By Marcia Neville | University Communications
DENVER (Sept. 26, 2013) – The Graduate School of The University of Colorado Denver | Anschutz Medical Campus calls its upcoming first-time lecture series the “Mini- School for the Humanities,” but there’s nothing “mini” about it.
The CU Denver Mini-School offers huge learning opportunities, with weekly talks on eight diverse humanities topics. In addition to university students, faculty and staff, the series is open to the public and learners of all ages. Even better, it’s FREE.
The Mini-School will be held eight straight Wednesdays, starting Oct. 2 and continuing through Nov. 20 in the North Classroom building on the Auraria Campus. Topics include “Getting Past the Illusion of Self-Made Success,” “Spanglish and Shifting Borders in the U.S.,” and “Storytelling: Finding Fiction and Writing from Real Life.”

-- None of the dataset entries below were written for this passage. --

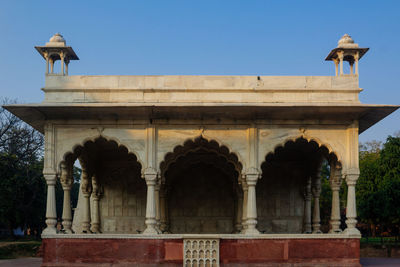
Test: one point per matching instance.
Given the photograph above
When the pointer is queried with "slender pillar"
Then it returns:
(163, 210)
(251, 221)
(86, 192)
(51, 66)
(341, 56)
(356, 56)
(151, 224)
(244, 208)
(307, 207)
(51, 214)
(239, 211)
(335, 182)
(336, 61)
(66, 67)
(158, 210)
(97, 192)
(351, 212)
(62, 62)
(46, 55)
(66, 182)
(316, 191)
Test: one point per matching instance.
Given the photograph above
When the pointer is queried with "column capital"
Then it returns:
(340, 55)
(252, 175)
(150, 175)
(352, 176)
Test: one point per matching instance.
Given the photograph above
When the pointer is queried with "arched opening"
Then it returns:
(111, 180)
(201, 181)
(288, 193)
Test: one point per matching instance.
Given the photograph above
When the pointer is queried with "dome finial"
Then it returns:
(347, 42)
(56, 40)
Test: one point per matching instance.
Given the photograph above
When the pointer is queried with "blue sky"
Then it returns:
(204, 37)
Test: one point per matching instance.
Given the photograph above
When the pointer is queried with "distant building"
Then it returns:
(200, 170)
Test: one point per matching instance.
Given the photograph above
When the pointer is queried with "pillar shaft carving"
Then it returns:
(66, 182)
(351, 212)
(307, 207)
(335, 183)
(239, 211)
(244, 207)
(316, 192)
(97, 192)
(86, 192)
(51, 214)
(150, 176)
(251, 219)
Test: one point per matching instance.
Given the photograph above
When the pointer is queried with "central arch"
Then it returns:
(289, 174)
(201, 181)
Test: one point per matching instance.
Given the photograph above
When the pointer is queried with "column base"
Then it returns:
(250, 231)
(49, 231)
(351, 231)
(150, 230)
(335, 231)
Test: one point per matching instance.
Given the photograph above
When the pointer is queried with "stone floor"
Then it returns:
(35, 262)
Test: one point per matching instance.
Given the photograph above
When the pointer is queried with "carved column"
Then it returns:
(336, 61)
(335, 182)
(62, 62)
(66, 67)
(51, 65)
(66, 182)
(351, 213)
(46, 56)
(158, 210)
(86, 192)
(316, 191)
(51, 214)
(307, 207)
(341, 56)
(244, 208)
(97, 192)
(163, 210)
(251, 222)
(356, 56)
(150, 176)
(239, 211)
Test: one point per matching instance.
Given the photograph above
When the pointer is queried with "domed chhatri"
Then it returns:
(347, 42)
(56, 49)
(56, 40)
(348, 51)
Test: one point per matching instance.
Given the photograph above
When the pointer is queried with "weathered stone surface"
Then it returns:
(233, 252)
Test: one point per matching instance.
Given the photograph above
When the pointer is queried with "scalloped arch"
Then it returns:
(93, 139)
(195, 144)
(309, 139)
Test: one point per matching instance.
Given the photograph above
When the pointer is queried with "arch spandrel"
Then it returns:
(196, 144)
(69, 139)
(334, 140)
(233, 139)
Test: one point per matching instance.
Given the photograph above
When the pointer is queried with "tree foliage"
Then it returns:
(22, 187)
(378, 187)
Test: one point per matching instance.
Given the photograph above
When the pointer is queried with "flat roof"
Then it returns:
(37, 114)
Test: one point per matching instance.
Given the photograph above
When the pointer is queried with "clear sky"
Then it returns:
(204, 37)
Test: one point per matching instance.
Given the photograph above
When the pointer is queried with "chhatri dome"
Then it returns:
(347, 42)
(56, 40)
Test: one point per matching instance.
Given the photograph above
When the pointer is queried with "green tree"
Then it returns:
(367, 188)
(22, 187)
(390, 185)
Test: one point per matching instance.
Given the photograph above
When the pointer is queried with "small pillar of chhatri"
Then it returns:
(348, 51)
(57, 49)
(200, 170)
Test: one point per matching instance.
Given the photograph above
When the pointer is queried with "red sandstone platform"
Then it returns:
(169, 252)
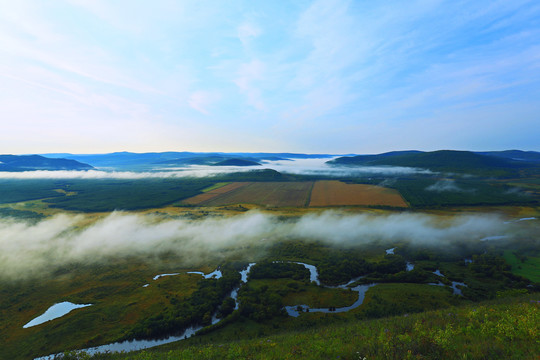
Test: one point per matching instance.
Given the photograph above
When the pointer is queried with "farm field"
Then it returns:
(262, 193)
(214, 192)
(337, 193)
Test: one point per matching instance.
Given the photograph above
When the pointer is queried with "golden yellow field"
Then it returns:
(337, 193)
(260, 193)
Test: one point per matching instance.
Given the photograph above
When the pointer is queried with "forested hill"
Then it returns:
(442, 160)
(37, 162)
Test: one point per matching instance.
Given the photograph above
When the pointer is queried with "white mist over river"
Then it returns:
(35, 249)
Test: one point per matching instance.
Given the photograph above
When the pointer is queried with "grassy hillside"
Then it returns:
(506, 328)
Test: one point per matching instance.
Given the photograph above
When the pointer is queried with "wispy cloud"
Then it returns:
(336, 73)
(33, 250)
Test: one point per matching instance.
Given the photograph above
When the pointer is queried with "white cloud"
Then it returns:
(248, 81)
(247, 32)
(202, 100)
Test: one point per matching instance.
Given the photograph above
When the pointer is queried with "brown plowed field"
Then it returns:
(293, 194)
(337, 193)
(201, 198)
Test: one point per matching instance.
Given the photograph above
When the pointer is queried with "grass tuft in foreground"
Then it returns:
(501, 329)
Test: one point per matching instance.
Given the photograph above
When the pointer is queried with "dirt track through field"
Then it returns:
(204, 197)
(337, 193)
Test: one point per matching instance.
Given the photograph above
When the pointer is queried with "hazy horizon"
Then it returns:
(312, 76)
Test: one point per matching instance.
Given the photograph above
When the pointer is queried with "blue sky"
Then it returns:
(332, 76)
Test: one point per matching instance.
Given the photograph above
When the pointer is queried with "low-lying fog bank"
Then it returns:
(297, 167)
(33, 249)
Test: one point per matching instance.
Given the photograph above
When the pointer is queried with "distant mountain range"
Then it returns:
(487, 163)
(493, 163)
(145, 160)
(37, 162)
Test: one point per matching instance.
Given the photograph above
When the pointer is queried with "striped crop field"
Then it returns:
(295, 194)
(211, 193)
(337, 193)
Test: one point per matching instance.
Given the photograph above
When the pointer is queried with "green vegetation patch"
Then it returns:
(526, 266)
(395, 299)
(506, 328)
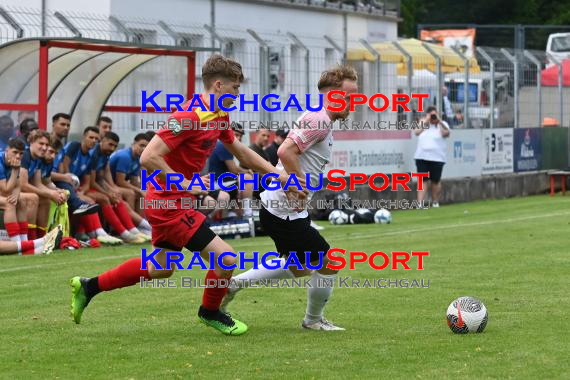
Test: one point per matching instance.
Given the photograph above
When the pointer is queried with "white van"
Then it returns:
(480, 100)
(558, 46)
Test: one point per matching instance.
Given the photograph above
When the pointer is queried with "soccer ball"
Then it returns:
(76, 181)
(338, 217)
(467, 314)
(383, 216)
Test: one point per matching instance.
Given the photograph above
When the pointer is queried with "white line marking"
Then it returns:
(443, 227)
(350, 235)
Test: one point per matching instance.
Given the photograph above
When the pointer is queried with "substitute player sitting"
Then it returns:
(184, 151)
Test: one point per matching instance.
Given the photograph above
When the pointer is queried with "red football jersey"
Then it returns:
(190, 146)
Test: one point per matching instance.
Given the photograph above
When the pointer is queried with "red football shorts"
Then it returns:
(172, 228)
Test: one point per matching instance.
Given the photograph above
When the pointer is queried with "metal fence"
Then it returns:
(506, 90)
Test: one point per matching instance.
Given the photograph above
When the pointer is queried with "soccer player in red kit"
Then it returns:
(185, 151)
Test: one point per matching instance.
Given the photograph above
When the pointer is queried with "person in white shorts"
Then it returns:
(305, 150)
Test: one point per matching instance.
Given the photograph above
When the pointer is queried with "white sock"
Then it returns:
(262, 273)
(247, 211)
(318, 294)
(38, 245)
(144, 225)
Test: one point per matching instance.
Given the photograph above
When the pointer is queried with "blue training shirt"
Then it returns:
(122, 161)
(100, 160)
(5, 170)
(30, 164)
(80, 163)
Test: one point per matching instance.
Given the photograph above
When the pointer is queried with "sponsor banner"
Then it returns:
(497, 151)
(373, 156)
(527, 149)
(554, 148)
(463, 154)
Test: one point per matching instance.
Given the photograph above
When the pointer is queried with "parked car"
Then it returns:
(480, 100)
(558, 46)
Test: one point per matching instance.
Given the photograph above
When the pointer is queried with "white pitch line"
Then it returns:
(444, 227)
(41, 266)
(376, 235)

Learners of all ages invited
Inge Wefes, PhD, associate dean of the CU Denver | Anschutz Graduate School, is the Mini-School’s organizer. Because of the diverse audience that’s expected to attend, and based on the potential impact the Mini-School will have, she describes the lecture series as a Graduate School service.
“The Mini-School for the Humanities will provide a unique opportunity for high school and even middle school students as well as undergraduates and adults in the community to learn about various disciplines in the Humanities and Social Sciences,” Wefes said. “Audience members will meet University of Colorado Denver world-class faculty who are experts in the humanities.”
Beyond Mini-STEM School
Wefes also was instrumental in organizing last winter’s highly-successful inaugural Mini-STEM school, which spanned eight weeks and focused on Science, Technology, Engineering and Math (STEM).
At a time when STEM is being stressed in education, Wefes says it’s important to understand and embrace the humanities and social sciences as an essential part of a well-rounded education.
“Take ‘nature’ for example,” she explained, “it can be studied just as intensely in the humanities as in STEM disciplines, and everyone will benefit from looking at things from a different angle. Our complex world requires decisions be made on technical, artistic, inter-relational, political and ethical grounds.”
Earn a certificate
This series is an attempt to address that complex world, to expand minds, entertain and to educate community members. Pick one session or attend all eight. Everyone who attends at least six of the eight sessions will receive a Certificate of Participation. The talks are free, but space in limited. Attendees are encouraged to register online.
And if you’re already planning for your winter learning opportunities, the Mini-STEM School will be back. Those eight high-powered educational weeks begin on Jan. 29, 2014.